SÓ QUE ISTO É UMA MÃO DE DUAS VIAS! OS AGNÓSTICOS, ATEUS, EVANGÉLICOS, PROTESTANTES, ADVENTISTAS, KARDECISTAS, UMBANDISTAS E JORNALISTAS NÃO TÊM NADA QUE SE METER COM AS DECISÕES INTERNAS DO VATICANO A RESPEITO DE BEATIFICAÇÕES. O VATICANO É E SEMPRE FOI SOBERANO, INCLUSIVE COM SUA PRÓPRIA GUARDA SUÍÇA. Hitler invadiu a maior parte da Europa, mas não invadiu o Vaticano, embora detestasse a religião cristã.
Se não admitem interferências da Igreja em suas vidas privadas, também não poderiam se sentir no direito de fazer sequer a mínima crítica pública a assuntos internos da Igreja Católica e do Vaticano. Mas fazem, inclusive para publicação em revistas, como no caso da ISTO É, incorporada abaixo.
Aí é que entra a Lei de Gérson: dois pesos e duas medidas, manipulando princípios, regras de conduta e leis, do jeito que me convém, contanto que no geral o resultado fique a meu favor.

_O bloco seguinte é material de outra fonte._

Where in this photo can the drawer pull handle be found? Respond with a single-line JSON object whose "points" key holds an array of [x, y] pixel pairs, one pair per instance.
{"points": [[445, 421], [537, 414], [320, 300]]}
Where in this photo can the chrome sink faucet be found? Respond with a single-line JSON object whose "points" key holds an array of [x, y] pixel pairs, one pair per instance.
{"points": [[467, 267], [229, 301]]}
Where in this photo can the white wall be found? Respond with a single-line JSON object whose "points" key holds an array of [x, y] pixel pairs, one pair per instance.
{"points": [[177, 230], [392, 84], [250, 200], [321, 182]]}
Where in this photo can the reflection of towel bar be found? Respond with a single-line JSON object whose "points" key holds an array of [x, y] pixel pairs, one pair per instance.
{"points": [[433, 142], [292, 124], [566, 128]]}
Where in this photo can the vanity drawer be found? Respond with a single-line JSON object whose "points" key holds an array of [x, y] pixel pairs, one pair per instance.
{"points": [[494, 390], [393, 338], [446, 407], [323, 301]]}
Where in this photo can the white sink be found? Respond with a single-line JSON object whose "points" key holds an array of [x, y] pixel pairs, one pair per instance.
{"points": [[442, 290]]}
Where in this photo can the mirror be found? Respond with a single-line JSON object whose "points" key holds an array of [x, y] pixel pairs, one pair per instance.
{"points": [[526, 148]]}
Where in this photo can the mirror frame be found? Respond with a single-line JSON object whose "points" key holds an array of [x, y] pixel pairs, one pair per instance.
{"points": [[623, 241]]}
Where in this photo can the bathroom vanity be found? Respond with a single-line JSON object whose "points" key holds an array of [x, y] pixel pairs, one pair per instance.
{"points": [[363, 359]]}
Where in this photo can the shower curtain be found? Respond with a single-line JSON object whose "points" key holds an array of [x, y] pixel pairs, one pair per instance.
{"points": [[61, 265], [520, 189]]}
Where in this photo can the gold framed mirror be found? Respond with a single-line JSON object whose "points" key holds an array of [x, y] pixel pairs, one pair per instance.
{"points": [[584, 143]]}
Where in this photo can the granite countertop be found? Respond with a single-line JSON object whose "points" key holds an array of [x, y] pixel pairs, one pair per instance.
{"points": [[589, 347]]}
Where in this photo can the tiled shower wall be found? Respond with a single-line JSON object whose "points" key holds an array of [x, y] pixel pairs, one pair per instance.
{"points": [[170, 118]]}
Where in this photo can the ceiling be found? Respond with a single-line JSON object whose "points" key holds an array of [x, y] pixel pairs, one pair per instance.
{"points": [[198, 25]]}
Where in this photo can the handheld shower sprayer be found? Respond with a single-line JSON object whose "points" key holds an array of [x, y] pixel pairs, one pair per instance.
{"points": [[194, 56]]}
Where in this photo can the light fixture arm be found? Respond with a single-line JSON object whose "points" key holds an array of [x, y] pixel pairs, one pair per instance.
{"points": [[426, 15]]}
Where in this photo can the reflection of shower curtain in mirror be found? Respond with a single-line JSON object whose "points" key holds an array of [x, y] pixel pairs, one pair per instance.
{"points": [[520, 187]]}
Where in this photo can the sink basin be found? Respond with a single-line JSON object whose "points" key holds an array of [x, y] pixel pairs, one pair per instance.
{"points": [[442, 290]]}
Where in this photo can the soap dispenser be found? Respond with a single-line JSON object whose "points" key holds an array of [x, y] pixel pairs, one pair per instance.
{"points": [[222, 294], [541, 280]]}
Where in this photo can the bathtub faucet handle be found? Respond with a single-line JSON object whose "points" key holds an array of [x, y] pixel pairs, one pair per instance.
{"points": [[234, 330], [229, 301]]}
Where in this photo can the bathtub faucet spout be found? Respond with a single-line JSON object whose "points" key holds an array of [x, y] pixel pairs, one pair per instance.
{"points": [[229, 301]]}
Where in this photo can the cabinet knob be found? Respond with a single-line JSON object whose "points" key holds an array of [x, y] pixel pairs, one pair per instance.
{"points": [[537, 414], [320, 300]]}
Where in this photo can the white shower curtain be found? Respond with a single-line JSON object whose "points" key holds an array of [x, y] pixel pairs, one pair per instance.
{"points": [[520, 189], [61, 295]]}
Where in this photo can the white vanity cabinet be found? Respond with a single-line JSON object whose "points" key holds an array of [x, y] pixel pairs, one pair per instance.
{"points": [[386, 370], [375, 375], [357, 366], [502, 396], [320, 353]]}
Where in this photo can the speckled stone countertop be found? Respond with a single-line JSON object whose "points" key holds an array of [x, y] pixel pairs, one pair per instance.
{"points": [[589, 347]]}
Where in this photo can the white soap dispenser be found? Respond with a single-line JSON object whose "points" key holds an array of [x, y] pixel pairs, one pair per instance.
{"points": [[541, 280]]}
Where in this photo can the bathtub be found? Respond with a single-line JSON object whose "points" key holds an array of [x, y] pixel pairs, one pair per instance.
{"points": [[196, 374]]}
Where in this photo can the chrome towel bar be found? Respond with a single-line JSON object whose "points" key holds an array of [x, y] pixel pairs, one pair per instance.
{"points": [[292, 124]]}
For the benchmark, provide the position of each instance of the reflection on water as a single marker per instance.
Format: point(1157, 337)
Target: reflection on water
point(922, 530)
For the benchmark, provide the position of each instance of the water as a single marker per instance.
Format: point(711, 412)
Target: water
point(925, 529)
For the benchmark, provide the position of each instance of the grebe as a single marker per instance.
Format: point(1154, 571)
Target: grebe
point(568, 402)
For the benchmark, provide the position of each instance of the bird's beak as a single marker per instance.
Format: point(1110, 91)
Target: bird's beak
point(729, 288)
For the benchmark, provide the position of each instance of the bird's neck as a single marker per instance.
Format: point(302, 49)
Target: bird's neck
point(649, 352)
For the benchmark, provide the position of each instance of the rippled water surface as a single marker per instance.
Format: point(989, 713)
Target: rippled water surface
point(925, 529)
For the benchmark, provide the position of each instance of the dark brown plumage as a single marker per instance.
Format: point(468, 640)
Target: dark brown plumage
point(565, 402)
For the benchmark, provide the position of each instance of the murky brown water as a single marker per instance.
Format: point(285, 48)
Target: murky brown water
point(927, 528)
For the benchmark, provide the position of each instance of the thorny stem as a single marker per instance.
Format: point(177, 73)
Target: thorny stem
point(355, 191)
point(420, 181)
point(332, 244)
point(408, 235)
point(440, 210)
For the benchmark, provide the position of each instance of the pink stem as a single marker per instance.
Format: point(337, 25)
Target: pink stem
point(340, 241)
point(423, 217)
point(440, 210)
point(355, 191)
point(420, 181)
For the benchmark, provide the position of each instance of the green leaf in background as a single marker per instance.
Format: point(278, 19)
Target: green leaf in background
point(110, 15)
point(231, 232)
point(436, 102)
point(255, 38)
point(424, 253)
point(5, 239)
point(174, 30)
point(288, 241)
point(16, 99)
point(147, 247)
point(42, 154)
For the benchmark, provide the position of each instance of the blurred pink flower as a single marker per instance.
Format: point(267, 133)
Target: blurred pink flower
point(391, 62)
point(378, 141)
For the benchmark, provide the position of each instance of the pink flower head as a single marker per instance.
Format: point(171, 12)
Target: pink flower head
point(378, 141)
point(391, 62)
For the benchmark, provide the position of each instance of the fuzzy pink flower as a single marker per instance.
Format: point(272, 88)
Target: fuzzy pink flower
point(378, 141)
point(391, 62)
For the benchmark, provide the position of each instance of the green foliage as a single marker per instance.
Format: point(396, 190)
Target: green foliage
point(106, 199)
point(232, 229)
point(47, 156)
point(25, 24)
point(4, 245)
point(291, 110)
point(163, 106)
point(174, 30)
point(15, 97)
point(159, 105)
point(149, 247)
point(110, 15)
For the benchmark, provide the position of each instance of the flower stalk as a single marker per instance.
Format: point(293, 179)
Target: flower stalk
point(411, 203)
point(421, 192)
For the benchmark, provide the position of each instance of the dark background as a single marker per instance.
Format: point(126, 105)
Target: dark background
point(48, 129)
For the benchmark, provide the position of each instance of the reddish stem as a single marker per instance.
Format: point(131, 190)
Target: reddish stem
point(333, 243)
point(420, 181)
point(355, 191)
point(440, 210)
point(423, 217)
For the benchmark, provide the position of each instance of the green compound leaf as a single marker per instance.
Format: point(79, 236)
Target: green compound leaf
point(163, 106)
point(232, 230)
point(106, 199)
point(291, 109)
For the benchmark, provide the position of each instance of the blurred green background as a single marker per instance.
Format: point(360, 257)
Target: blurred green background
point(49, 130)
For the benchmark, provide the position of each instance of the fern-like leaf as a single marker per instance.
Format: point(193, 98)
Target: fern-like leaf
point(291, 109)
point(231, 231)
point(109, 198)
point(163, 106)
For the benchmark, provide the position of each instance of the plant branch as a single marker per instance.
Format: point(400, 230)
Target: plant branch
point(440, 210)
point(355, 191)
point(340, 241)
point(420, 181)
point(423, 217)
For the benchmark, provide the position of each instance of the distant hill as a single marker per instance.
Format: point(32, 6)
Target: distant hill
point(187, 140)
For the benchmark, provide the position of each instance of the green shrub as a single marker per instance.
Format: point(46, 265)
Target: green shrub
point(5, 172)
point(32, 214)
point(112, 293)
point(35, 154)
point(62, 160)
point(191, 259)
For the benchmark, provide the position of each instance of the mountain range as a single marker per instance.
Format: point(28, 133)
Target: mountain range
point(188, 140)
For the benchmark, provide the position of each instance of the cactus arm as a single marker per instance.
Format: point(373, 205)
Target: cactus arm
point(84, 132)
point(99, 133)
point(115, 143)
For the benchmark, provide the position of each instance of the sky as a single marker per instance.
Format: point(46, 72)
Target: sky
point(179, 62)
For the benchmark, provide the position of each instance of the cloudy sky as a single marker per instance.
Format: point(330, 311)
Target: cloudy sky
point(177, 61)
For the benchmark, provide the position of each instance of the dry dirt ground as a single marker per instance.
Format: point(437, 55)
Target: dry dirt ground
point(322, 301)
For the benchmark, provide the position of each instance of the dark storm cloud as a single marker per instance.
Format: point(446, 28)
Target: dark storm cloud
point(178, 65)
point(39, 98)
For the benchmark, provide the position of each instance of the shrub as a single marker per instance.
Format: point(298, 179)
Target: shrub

Pela liberdade de culto e separação de Igreja e Estado, a Igreja Católica tem a liberdade de beatificar quem achar que merece, e a sociedade laica, secular ou outros grupos, religiosos ou não, historiadores, grupos de defesa dos direitos dos negros ou jornalistas, não têm nada que se meter ou polemizar publicamente o assunto. E quando o fazem, além de desrespeitar a Constituição, acabam falando bobagem, pela falta total de preparo teológico.
O PRIMEIRO SANTO CATÓLICO DO MUNDO FOI UM LADRÃO QUE SÓ SE ARREPENDEU NA HORA DA MORTE. Jesus Cristo, na cruz, santificou este ladrão em seus últimos momentos de vida: São Dimas, protetor dos pobres agonizantes, daqueles cuja conversão na última hora parece mais difícil. Entregam a São Dimas a proteção de casas e propriedades contra ladrões. Invocam-no nas causas difíceis, em negócios financeiros, para regeneração de bêbados, jogadores e ladrões. É protetor dos presos e das penitenciárias, dos carroceiros e condutores de veículos. A Igreja Católica celebra dia 25 de março como dia de São Dimas.
Será que muita gente sabe disso? Duvido muito. PREFEREM USAR A ESPERTA LEI DE GÉRSON, LEVAR VANTAGEM EM TUDO, NA MANEIRA COMO TECEM SUAS ARGUMENTAÇÕES, IGNORANDO QUE SEPARAÇÃO ENTRE IGREJA E ESTADO É UMA VIA DE DUAS MÃOS: "A IGREJA NÃO PODE INTERFERIR EM MINHA VIDA PESSOAL, MAS EU POSSO ME IMISCUIR NOS ASSUNTOS INTERNOS DA IGREJA, INCLUSIVE CRITICAR PROCESSOS DE BEATIFICAÇÃO", sem estudar os antigos, longos e rigorosíssimos processos da Igreja Católica, que incluem ATÉ A FIGURA DO PROMOTOR DA FÉ, POPULARMENTE CONHECIDO COMO "ADVOGADO DO DIABO", CUJA FUNÇÃO É FAZER TUDO PARA "DERRUBAR" O PROCESSO, AO INVESTIGAR A FUNDO TUDO QUE HOUVER DE NEGATIVO NA VIDA DO CANDIDATO, AO LONGO DE TODA SUA VIDA. E se isto não é suficiente, existe ainda a conhecida frase a respeito de santidade:
“DEUS NÃO ESCOLHE OS CAPACITADOS, MAS CAPACITA OS ESCOLHIDOS”. Justamente por isso existem casos como o de Santa Madalena, e do advogado judeu Saulo de Tarso, cidadão romano, que não só perseguiu os primeiros cristãos, mas incitou em praça pública a morte por apedrejamento de Santo Estêvão (primeiro mártir cristão), e mais tarde se tornou São Paulo, pilar maior da Igreja Católica, cujas cartas até hoje são mais lidas nas missas diárias do que as de qualquer outro santo.

texto do Círculo Monárquico do Rio de Janeiro.